O Damaso contou logo tudo, triumphante. Fôra tudo um equivoco! Ah, as explicações do Castro Gomes tinham sido d'um gentleman. Senão quebrava-lhe a cara. Isso não, desconsiderações, a ninguem! a ninguem! Mas fôra assim: os bilhetes de visita que elle lhe deixara conservavam o seu adresse do Grand Hotel em Paris. E o Castro Gomes, suppondo que elle vivia lá, obdecendo á indicação, mandara para lá os seus cartões! Curioso, hein? E

de estupido... E a falta de resposta aos telegrammas fôra culpa de Madame, descuido, n'aquelle momento de afflicção, vendo o marido com o braço escavacado... Ah, tinham-lhe dado satisfações humildes. E agora eram intimos, estava lá quasi sempre...

- Emfim, menino, um romance... Mas isso é para mais tarde!

O coupé parara á porta do Hotel Central. Damaso saltou, correu ao guarda portão.

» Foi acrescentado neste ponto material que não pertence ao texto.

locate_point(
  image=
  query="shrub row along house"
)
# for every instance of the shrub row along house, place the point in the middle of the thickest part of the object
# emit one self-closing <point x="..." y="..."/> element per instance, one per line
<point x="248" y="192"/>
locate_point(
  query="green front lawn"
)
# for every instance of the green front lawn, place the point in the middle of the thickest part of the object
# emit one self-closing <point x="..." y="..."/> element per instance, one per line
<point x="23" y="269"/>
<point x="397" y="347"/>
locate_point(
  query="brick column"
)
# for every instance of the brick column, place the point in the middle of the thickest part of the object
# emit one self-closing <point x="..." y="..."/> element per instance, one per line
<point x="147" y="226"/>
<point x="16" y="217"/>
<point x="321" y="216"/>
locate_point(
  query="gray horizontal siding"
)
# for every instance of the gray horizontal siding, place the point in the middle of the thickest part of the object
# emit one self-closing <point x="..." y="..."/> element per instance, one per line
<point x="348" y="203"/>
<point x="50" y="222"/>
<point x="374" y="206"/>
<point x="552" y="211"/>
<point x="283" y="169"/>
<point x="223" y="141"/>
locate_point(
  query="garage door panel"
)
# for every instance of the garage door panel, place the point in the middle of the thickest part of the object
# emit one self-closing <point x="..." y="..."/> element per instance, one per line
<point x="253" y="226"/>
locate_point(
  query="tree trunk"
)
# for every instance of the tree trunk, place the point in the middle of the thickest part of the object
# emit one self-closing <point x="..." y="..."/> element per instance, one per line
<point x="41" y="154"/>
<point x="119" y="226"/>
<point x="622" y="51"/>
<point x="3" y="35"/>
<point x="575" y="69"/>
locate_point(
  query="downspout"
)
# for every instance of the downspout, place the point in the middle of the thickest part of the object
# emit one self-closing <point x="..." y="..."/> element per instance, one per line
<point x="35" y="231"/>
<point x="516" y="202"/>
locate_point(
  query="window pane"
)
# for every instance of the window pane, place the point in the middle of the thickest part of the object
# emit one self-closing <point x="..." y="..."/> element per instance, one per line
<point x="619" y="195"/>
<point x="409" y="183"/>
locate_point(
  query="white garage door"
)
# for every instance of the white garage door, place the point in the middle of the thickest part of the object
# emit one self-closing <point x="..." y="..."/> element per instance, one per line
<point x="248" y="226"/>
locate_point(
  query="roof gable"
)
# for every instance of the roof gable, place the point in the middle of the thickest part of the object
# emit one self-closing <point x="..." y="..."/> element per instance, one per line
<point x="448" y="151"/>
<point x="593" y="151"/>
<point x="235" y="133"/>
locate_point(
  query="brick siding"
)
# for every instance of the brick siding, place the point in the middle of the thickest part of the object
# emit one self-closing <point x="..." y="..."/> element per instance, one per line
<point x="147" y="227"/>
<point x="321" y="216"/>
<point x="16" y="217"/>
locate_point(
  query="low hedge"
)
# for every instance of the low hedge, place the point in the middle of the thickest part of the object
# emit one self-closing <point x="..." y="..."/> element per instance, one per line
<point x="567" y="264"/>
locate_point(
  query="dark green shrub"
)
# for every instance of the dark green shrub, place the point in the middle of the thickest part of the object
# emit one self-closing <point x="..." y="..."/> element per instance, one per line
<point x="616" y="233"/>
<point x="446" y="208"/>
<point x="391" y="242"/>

Mandou o telegramma, Antonio?

- Já lá vae...

- Tu comprehendes, dizia elle a Carlos, galgando as escadas, mandei-lhes logo um telegramma para o hotel em Queluz. Não estou para ter mais responsabilidades!...

No corredor, defronte do escriptorio, um criado passava, com um guardanapo debaixo do braço:

- Como está a menina? gritou-lhe o Damaso.

O criado encolheu os hombros, sem comprehender.

Mas Damaso já trepava o outro lanço de escada, soprando, gritando:

- Por aqui Carlos, eu conheço isto a palmos! Numero 26!

Abriu com estrondo a porta do numero 26. Uma criada, que estava á janella, voltou-se.